Translations between `galois_connection`, `lower_adjoint`, `closure_operator` #

def galois_connection.lower_adjoint {α : Type u_1} {β : Type u_2} [preorder α] [preorder β] {l : α → β} {u : β → α} (gc : galois_connection l u) :

lower_adjoint u

Every Galois connection induces a lower adjoint.

Equations

gc.lower_adjoint = {to_fun := l, gc' := gc}

@[simp]

theorem galois_connection.lower_adjoint_to_fun {α : Type u_1} {β : Type u_2} [preorder α] [preorder β] {l : α → β} {u : β → α} (gc : galois_connection l u) (ᾰ : α) :

gc.lower_adjoint.to_fun ᾰ = l ᾰ

@[simp]

theorem galois_connection.closure_operator_apply {α : Type u_1} {β : Type u_2} [partial_order α] [preorder β] {l : α → β} {u : β → α} (gc : galois_connection l u) (x : α) :

⇑(gc.closure_operator) x = u (⇑(gc.lower_adjoint) x)

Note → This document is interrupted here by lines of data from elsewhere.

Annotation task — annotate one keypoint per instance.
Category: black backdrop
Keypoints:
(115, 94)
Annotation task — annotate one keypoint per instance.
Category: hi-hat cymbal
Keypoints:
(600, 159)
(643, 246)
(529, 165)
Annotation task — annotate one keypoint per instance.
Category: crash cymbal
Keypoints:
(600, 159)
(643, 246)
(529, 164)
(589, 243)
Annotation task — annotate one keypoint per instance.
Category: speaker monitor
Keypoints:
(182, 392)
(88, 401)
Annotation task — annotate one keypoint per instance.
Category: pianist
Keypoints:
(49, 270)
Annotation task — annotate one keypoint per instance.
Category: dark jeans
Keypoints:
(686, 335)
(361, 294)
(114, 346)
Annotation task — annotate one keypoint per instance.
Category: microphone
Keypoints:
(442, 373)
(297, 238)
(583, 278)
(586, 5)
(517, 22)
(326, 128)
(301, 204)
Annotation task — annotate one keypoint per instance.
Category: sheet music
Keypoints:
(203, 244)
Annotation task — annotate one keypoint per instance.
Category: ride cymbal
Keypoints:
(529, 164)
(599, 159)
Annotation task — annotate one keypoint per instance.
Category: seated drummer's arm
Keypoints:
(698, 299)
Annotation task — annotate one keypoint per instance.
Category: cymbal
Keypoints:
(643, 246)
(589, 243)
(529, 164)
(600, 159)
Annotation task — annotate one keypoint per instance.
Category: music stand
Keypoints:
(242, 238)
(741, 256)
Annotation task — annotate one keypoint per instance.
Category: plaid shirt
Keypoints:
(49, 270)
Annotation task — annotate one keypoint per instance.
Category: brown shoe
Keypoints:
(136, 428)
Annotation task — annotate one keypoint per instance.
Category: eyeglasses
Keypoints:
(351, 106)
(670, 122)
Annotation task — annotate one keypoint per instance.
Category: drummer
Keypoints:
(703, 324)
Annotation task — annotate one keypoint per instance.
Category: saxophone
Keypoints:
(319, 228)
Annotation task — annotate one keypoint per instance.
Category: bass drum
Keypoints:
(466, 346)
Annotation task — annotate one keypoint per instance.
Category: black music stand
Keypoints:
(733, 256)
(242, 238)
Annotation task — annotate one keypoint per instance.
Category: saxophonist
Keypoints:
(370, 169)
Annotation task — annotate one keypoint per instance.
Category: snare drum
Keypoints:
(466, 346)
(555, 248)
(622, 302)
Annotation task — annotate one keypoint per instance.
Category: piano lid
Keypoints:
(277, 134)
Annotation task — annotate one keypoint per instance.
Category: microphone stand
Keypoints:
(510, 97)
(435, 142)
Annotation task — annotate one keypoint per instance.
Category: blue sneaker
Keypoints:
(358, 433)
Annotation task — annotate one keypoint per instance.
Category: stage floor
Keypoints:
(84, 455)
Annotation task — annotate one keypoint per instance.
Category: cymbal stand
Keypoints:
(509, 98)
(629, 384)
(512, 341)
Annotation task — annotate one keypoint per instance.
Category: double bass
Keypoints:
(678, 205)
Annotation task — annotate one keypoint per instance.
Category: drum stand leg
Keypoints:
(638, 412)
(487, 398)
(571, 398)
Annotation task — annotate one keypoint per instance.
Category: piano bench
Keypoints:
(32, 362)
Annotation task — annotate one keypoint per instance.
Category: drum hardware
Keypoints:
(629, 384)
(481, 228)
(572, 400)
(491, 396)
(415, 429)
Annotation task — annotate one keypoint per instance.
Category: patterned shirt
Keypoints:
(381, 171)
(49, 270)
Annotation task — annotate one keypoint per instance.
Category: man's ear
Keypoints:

def galois_connection.closure_operator {α : Type u_1} {β : Type u_2} [partial_order α] [preorder β] {l : α → β} {u : β → α} (gc : galois_connection l u) :

closure_operator α

Every Galois connection induces a closure operator given by the composition. This is the partial order version of the statement that every adjunction induces a monad.

Equations

gc.closure_operator = gc.lower_adjoint.closure_operator

def closure_operator.gi {α : Type u_1} [partial_order α] (c : closure_operator α) :

galois_insertion c.to_closed coe

The set of closed elements has a Galois insertion to the underlying type.

Equations

c.gi = {choice := λ (x : α) (hx : ↑(c.to_closed x) ≤ x), ⟨x, _⟩, gc := _, le_l_u := _, choice_eq := _}

@[simp]

theorem closure_operator_gi_self {α : Type u_1} [partial_order α] (c : closure_operator α) :

_.closure_operator = c

The Galois insertion associated to a closure operator can be used to reconstruct the closure operator. Note that the inverse in the opposite direction does not hold in general.